Cuánto afán por prolongar la necedad de creernos lo que no somos -dueños de la vida y la muerte- en un mundo caracterizado por una desorientación atroz en el que existen niños y jóvenes que se suicidan por los extravíos de la sociedad.
Podemos pensar: “sólo es un loco suelto, una extravagancia utópica en un mundo en que el hambre y tanto más son una urgencia a resolver y que no hay por qué ser alarmista”. Pero la realidad es que contamos con el antecedente de la ideología de género que a pesar de su nivel de absurdez y frente a temas imperiosos que atender, igual cundió alrededor del mundo.
Es notorio cómo vienen ablandando el terreno con temas aparentemente lejanos para ir naturalizándolos. Lo impensado, como por ejemplo un robot humanoide, superó en su velocidad a los frenos y planteos de la bioética y hoy no sólo ya contamos con “Sophia” cual embajador de la ONU sino que “Por primera vez en la historia un robot humanoide que opera con IA es admitido en la universidad”. Este artículo del pasado 4 de Agosto publicado en el portal de noticias Infobae, nos habla de un robot con aspecto completamente humano que mide 1,75 metros, pesa 30 kilos, puede caminar de manera continua durante seis horas, generar más de 100 expresiones faciales sutiles y modificar tanto su altura como su apariencia para imitar desde figuras históricas hasta personajes de anime. Además, integra cámaras en los ojos y logra interactuar con la audiencia en tiempo real y su “cerebro” de inteligencia artificial le permite procesar información sin descanso. El robot denominado Xueba 01 cursará estudios avanzados en artes escénicas junto a “alumnos humanos” en la Academia de Teatro de Shanghái, “la incorporación de un estudiante no humano obligará a la comunidad académica a repensar qué implica el aprendizaje, la creación artística y la interacción entre especies distintas en ámbitos tradicionalmente reservados a las personas”.
Este robot participará en clases y ensayos, e interactuará con estudiantes en un proceso que la mentora define como “un intercambio estético entre especies”, con lo cual se categoriza al mismo dentro de una especie viviente y no sólo eso, nos hablan de “construir el mundo espiritual del robot”, adjudicándole una característica que no tiene.
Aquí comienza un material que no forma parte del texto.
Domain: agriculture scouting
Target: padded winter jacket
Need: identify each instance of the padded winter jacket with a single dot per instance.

Asimismo el propio robot expresa sus expectativas de hacerse amigos. Así como pueden convencer a un joven de ser bisexual, podrán convencerlo de que un robot puede ser su mejor amigo.
Ya de por sí un “robot humanoide” lleva implícito una clara intencionalidad transhumanista, buscan acercar los robots al ser humano pero mostrando a este último como un diseño limitado, equivocado, que el robot viene a mejorar.
Si vemos todas estas realidades: ideología de género, aborto, eutanasia, trashumanismo y más, resulta evidente que todas llevan a la desintegración del ser humano, de la familia, de la fe, buscan cuestionar la identidad misma del ser humano porque atacándola podrán barrer fácilmente con lo demás. Y el epicentro de estas corrientes se mueve desde el ámbito cultural, con una educación que se viene deteriorando hace muchos años porque no enseña, no nutre la dignidad del ser humano y el sentido crítico sino que ideologiza y arrebaña.